Kepala BKA UNIDA M. Rendi Ramdani, S.Pd.I., M.Pd selaku Ketua Pelaksana menyampaikan bahwa kegiatan workshop ini merupakan kolaborasi antara UNIDA bersama UNPAK.
“Sebelumnya kami mengunjungi UNPAK dan alhamdulillah hari ini UNPAK mengunjungi kami. Mudah-mudahan kita bisa berkolaborasi dalam kemahasiswaan dan kewirausahaan serta program-program lainnya sehingga kita menjadi perguruan tinggi yang unggul," ujarnya pada saat memberikan sambutan.
Pada kesempatan yang sama, Prof. Mohamad Ali Fulazzaky, Ph.D dalam sambutannya menuturkan, ide wirausaha harus tumbuh dalam jiwa mahasiswa agar dapat mampu memberikan yang terbaik dalam menghadapi tantangan di kehidupan bermasyarakat. Hal tersebut perlu dilatih dari hal kecil yang kemudian akan membesar seiring dengan berjalannya waktu.
“Ini yang diharapkan, yang bisa kita lihat, dipraktikkan di negara-negara maju,” tuturnya.
Prof. Mohamad Ali Fulazzaky, Ph.D lalu menceritakan pengalamannya mengajarkan entrepreneurship di luar negeri, dimana seluruh mahasiswa diwajibkan mengikuti pelajaran tersebut dengan tujuan mahasiswa bisa mandiri, memberikan yang terbaik dan mampu menciptakan lapangan pekerjaan.
“Hal tersebut perlu dilatih dalam pendidikan sehingga mampu mengembangkan daya berpikir, membuat sesuatu yang lebih memiliki nilai, dan memberikan manfaat kepada masyarakat,” ungkapnya.

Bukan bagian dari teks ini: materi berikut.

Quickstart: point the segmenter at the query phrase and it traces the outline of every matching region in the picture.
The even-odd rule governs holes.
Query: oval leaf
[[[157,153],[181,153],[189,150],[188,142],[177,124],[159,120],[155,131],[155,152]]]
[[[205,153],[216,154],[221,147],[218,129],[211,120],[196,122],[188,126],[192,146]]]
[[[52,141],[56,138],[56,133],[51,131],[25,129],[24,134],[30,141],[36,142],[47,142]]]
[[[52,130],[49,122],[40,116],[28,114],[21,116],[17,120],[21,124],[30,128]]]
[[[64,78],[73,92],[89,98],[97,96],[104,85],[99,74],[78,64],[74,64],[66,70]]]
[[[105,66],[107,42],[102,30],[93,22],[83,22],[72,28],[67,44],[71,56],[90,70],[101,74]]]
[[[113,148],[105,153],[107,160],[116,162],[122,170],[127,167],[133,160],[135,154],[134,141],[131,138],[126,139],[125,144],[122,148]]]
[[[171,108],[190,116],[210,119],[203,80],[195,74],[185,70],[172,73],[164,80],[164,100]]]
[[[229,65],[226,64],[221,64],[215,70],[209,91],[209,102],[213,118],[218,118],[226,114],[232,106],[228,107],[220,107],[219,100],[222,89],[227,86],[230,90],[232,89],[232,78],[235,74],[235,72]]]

Kemudian dalam sesi pemaparan materi, Mentor Program Pembinaan Mahasiswa Wirausaha UNIDA Ir. Nur Rochman, MP menjelaskan bahwasanya seorang wirausahawan harus memiliki ide. Ide adalah rancangan tersusun di dalam pikiran atau gagasan, ide berdasar dari apa yang biasanya difungsikan.
“Hal yang difungsikan bisa dilihat dan dirasakan, tetapi digunakan melalui sudut pandang lain yang tidak biasa. Contohnya pulpen yang biasa digunakan untuk menulis bisa digunakan untuk cara lain, seperti mempertebal alis, kumis, mengganjal pintu, dan membangunkan orang lain. Inti dari Ide adalah membuat sesuatu yang berbeda yang bersifat fungsional," jelasnya.
Lebih lanjut, Ir. Nur Rochman, MP mengemukakan bahwa ide adalah pemahaman untuk memiliki tingkat keilmuan. Dengan tingkat keilmuan yang beragam seperti MBKM, yang dimana satu program studi bisa mengembangkan ilmu program studi yang lainnya.
“Oleh karena itu, untuk menciptakan ide, kita perlu menjadi inovatif dan berpikir out of the box, lalu memiliki daya kreatif, yaitu apa yang yang bisa kita lakukan dengan sesuatu, dan berbeda dengan hal-hal yang sudah ada. Suatu produk yang dihasilkan oleh ide juga harus unik, memiliki perbedaan dengan produk lainnya yang menjadi ciri khas produk tersebut," terangnya.
Sementara itu, pemaparan materi sesi selanjutnya oleh Septian Eka Pradana, S.E.I menyampaikan bahwa menjadi wirausahawan atau pebisnis, pasti akan mengalami kegagalan serta naik turun.
“Setiap orang memiliki potensi dan kekuatan untuk berbisnis, karena setiap orang memiliki DNA Entrepreneurship, kita hanya perlu memicu jiwa tersebut untuk keluar. Jiwa Entrepreneurship ini memerlukan bensin, bensinnya adalah kisah-kisah kesuksesan para pebisnis lain yang menjadi motivasi bagi para pebisnis pemula," paparnya.
Septian Eka Pradana, S.E.I juga menceritakan pengalamannya menjadi pebisnis sejak dari mulai kuliah, rajin mengikuti seminar wirausaha dan memulai usaha kecilna sendiri yaitu berjualan nasi uduk, hingga dia membuka usahanya sendiri menjadi penerbit bagi para penulis.